Air pollution has become a major problem faced by all big cities in the world. According to Cristina et al. 1, expanding industrialization and increasing traffic volumes will drastically increase total emissions of many air pollutants in the developing countries. Particulate matter (PM) is a major component of this pollution and is one of the most concern pollutant because of its strong impact on human health 2, 3, 4, 5, 6.
Black Carbon is also of particular interest because it is one of the most important components in atmospheric aerosols. Indeed, there is suggestive evidence of a BC concentration link to health effects 7 and it contributes widely to global warming 8, 9.
Very few data on particulate matter monitoring exist in the African region. In order to fill this lack, the IAEA (International Atomic Energy Agency) initiated the RAF 4019 project entitled "Developing Air Pollution Monitoring in Urbain Zone". This project aimed to provide developing countries in Africa with a minimum capacity to conduct air quality monitoring.
In Côte d'Ivoire, the monitoring of PM2.5 and certain gases concentrations and their impact on human health have been carried out through the Working Package 2 (WP2) of the Dynamics-Aerosol-Chemistry-Cloud Interactions in West Africa (DACCIWA) project for traffic and landfill sources. The results of this study have shown that the air quality situation in Abidjan is worrying, as it is in the major megacities in West Africa 10.
In addition to this project, various initiatives on air quality monitoring are under way, such as the acquisition of a mobile laboratory by the Ivorian Antipollution Center (CIAPOL), the installation of an air quality monitoring network by the District of Abidjan in partnership with the city of Nice (France).
The present work is part of the IAEA RAF7016 project entitled "Establishing and Improving Air Pollution Monitoring" which aims to enhance the capacity of monitoring and increase the production of air quality data in the Africa region. This project focuses on air particulate matter monitoring, mainly for PM2.5 and PM10.
In this study, we assessed the level of air pollution by particles matters and black carbon measurements in the industrial area of the municipality of Yopougon, in Abidjan.

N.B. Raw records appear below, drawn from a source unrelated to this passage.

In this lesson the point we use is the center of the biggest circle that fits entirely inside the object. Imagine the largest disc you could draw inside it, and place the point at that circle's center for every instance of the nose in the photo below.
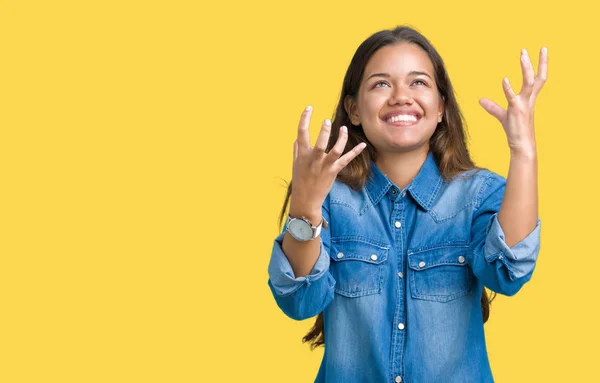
(400, 95)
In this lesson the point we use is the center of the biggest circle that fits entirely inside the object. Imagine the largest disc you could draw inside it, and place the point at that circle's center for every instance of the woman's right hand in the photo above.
(314, 171)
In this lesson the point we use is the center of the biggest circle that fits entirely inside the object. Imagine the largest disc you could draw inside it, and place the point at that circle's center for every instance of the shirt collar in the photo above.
(423, 188)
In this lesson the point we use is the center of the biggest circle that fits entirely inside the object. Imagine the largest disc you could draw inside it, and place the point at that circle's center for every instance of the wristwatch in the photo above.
(302, 229)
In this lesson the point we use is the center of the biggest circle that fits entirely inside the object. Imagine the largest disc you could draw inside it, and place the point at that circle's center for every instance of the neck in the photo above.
(401, 168)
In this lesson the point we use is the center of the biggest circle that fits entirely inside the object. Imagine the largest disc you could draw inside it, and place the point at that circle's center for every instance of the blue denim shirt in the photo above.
(400, 276)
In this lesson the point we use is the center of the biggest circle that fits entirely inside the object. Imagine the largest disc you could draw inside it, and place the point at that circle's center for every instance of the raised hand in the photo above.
(314, 171)
(517, 120)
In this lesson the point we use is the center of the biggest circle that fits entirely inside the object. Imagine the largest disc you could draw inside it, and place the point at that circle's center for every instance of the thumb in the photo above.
(492, 108)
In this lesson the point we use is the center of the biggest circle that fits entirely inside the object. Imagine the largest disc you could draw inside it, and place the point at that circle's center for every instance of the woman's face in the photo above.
(398, 104)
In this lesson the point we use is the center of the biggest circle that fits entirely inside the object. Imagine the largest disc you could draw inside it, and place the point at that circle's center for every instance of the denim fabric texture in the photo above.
(400, 276)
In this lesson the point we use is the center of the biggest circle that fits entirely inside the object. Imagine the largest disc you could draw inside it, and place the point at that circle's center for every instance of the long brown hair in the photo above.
(448, 142)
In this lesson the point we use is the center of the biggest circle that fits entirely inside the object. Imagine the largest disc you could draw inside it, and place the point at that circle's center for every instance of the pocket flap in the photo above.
(358, 250)
(447, 255)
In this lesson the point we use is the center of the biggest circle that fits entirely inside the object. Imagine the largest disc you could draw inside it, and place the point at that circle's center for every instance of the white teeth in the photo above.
(402, 117)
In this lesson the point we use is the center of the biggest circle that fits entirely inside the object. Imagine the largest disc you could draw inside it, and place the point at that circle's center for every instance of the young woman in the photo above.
(393, 232)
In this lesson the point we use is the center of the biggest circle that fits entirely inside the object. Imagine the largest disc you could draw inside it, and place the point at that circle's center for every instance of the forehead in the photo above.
(399, 59)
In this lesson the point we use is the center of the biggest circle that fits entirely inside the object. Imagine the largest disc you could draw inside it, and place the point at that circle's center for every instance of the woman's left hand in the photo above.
(517, 120)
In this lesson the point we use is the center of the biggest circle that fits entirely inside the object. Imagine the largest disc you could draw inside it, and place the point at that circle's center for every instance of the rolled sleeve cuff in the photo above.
(281, 274)
(519, 259)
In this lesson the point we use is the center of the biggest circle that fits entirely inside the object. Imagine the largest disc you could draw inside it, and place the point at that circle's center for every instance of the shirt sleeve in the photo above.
(501, 268)
(302, 297)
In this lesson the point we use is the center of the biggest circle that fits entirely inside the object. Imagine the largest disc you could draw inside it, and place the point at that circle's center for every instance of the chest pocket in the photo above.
(440, 274)
(357, 267)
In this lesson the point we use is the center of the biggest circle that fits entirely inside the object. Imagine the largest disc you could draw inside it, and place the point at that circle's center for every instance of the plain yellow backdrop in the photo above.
(144, 147)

Particle samples were taken from a site near the industrial area of Yopougon (Figure 1). Located in the northwestern part of the city of Abidjan, at coordinates 5°20’56’’ North and 4°00’56’’ West, the town of Yopougon covers an area of 153 km2 11. It is the largest of the thirteen municipalities in the District of Abidjan. With a population around 1071500 inhabitants 12, Yopougon is the most populated commune of Abidjan and Côte d'Ivoire. Moroever, this municipality has the highest concentration of factories with more than four hundred (400) companies grouped within the industrial zone. The industrial activities include sheet metal and rebar manufacturing, cement, food and several chemical factories. The sampling site lies around 200 meters from a busy road and a parking for heavy-duty trucks transporting various goods in and out of the area.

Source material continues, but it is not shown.